The sharp increase in MineXMR’s mining hash rate in the past few months has led some XMR enthusiasts to suspect ulterior motives.
On Tuesday, privacy coin Monero (XMR) mining pool MineXMR’s hash rate surpassed over 1.4 GH/s, accounting for 44% of the hash rate of the XMR network. MineXMR has about 13,000 miners and charges a 1% pool fee. According to a screenshot from Archive.org last August, the pool only contributed to 34% of the hash rate of the XMR network.
The rapid rise in the network’s hash rate has spooked some XMR enthusiasts, with Reddit user u/vscmm writing:
“We need to talk with MineXMR to take some action right now! Please send an email for support@minexmr.com to MineXMR admins to take action; a 51% pool is not in the best interest of the community or the pool.”

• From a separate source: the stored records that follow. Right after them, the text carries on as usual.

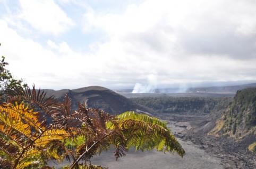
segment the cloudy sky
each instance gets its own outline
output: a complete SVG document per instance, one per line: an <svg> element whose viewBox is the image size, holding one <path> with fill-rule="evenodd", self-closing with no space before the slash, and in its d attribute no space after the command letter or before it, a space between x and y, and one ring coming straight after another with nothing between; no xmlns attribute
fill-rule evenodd
<svg viewBox="0 0 256 169"><path fill-rule="evenodd" d="M41 88L255 81L255 6L254 0L0 0L0 55L16 78Z"/></svg>

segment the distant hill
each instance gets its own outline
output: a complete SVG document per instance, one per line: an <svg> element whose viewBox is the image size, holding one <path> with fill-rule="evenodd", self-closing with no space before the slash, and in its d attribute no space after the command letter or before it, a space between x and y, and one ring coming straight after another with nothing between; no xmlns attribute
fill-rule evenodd
<svg viewBox="0 0 256 169"><path fill-rule="evenodd" d="M130 98L160 113L209 114L226 108L231 97L148 97Z"/></svg>
<svg viewBox="0 0 256 169"><path fill-rule="evenodd" d="M112 115L120 114L128 110L150 114L153 111L149 108L134 103L114 91L100 86L90 86L74 90L44 90L47 92L47 96L53 95L59 100L63 100L65 95L69 95L73 100L73 109L78 108L78 102L87 100L90 107L98 108Z"/></svg>
<svg viewBox="0 0 256 169"><path fill-rule="evenodd" d="M256 87L256 83L223 87L209 87L190 88L187 90L187 92L207 92L219 93L235 93L239 90L248 88Z"/></svg>

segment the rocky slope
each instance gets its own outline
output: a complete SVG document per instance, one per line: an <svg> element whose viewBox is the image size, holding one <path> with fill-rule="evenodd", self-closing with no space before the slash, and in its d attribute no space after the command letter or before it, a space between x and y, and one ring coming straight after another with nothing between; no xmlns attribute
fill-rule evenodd
<svg viewBox="0 0 256 169"><path fill-rule="evenodd" d="M238 141L252 138L246 144L256 151L256 146L253 146L256 144L256 88L238 90L208 134L226 135Z"/></svg>
<svg viewBox="0 0 256 169"><path fill-rule="evenodd" d="M232 98L165 96L131 99L135 103L152 108L157 112L209 114L227 107Z"/></svg>
<svg viewBox="0 0 256 169"><path fill-rule="evenodd" d="M133 102L125 97L108 89L100 86L61 90L44 90L47 96L53 95L59 100L67 94L72 99L72 108L77 108L78 102L87 102L90 107L98 108L110 114L117 115L133 110L153 113L153 111L144 106Z"/></svg>

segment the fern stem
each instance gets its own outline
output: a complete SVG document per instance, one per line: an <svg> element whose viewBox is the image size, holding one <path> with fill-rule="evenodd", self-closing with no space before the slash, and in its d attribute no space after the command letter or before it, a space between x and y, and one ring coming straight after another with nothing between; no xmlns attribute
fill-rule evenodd
<svg viewBox="0 0 256 169"><path fill-rule="evenodd" d="M84 152L83 153L83 154L82 154L81 155L80 155L80 156L79 157L79 158L78 158L75 161L74 161L72 165L71 165L71 166L70 167L70 169L73 169L74 168L74 167L75 167L75 166L78 164L78 163L81 160L81 159L82 158L82 157L87 153L88 153L90 149L91 149L91 148L92 148L95 145L96 145L99 142L99 141L97 141L97 142L95 142L90 147L90 148L89 148L88 149L87 149L86 151L84 151Z"/></svg>

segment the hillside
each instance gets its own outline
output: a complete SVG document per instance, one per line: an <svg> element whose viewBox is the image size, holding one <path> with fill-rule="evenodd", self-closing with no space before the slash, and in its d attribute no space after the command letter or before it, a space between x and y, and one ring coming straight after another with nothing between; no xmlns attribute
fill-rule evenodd
<svg viewBox="0 0 256 169"><path fill-rule="evenodd" d="M256 151L256 88L238 91L208 134L227 135L238 140L252 138L248 144L250 150Z"/></svg>
<svg viewBox="0 0 256 169"><path fill-rule="evenodd" d="M131 98L138 104L152 108L157 112L208 114L226 108L231 98L144 97Z"/></svg>
<svg viewBox="0 0 256 169"><path fill-rule="evenodd" d="M207 92L219 93L235 93L238 90L248 88L256 87L256 83L236 86L222 87L209 87L190 88L187 90L188 92Z"/></svg>
<svg viewBox="0 0 256 169"><path fill-rule="evenodd" d="M44 90L47 96L53 95L59 100L67 94L73 100L72 108L75 109L78 102L87 100L90 107L98 108L110 114L119 114L128 110L142 111L152 113L153 111L132 101L108 89L100 86L90 86L85 88L60 90Z"/></svg>

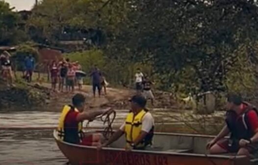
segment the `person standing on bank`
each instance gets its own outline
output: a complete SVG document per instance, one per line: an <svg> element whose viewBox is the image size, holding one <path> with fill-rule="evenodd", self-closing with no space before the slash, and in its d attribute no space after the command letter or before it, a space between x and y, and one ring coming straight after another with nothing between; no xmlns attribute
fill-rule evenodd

If a 51% attack were to occur, the bad actors involved could potentially overturn network transactions to double-spend participants’ crypto. However, given that Monero obfuscates the identity of the sender and recipient through stealth addresses and ring signatures, hackers’ capabilities, in this case, would be far more limited. Theoretically, they could only use such attacks to mine empty blocks or double-spend their own XMR by selling it to an exchange and then publishing an alternative ledger.
Reddit users pointed out that MineXMR publicly discloses the location of its corporate offices, which are located in the United Kingdom. Conducting 51% related denial of service and fraud attacks would likely carry criminal consequences in said country. Even if a mining pool were to accumulate over 51% of a network’s hash rate, this would only compromise a blockchain’s operations if the entity had ulterior motives for doing so.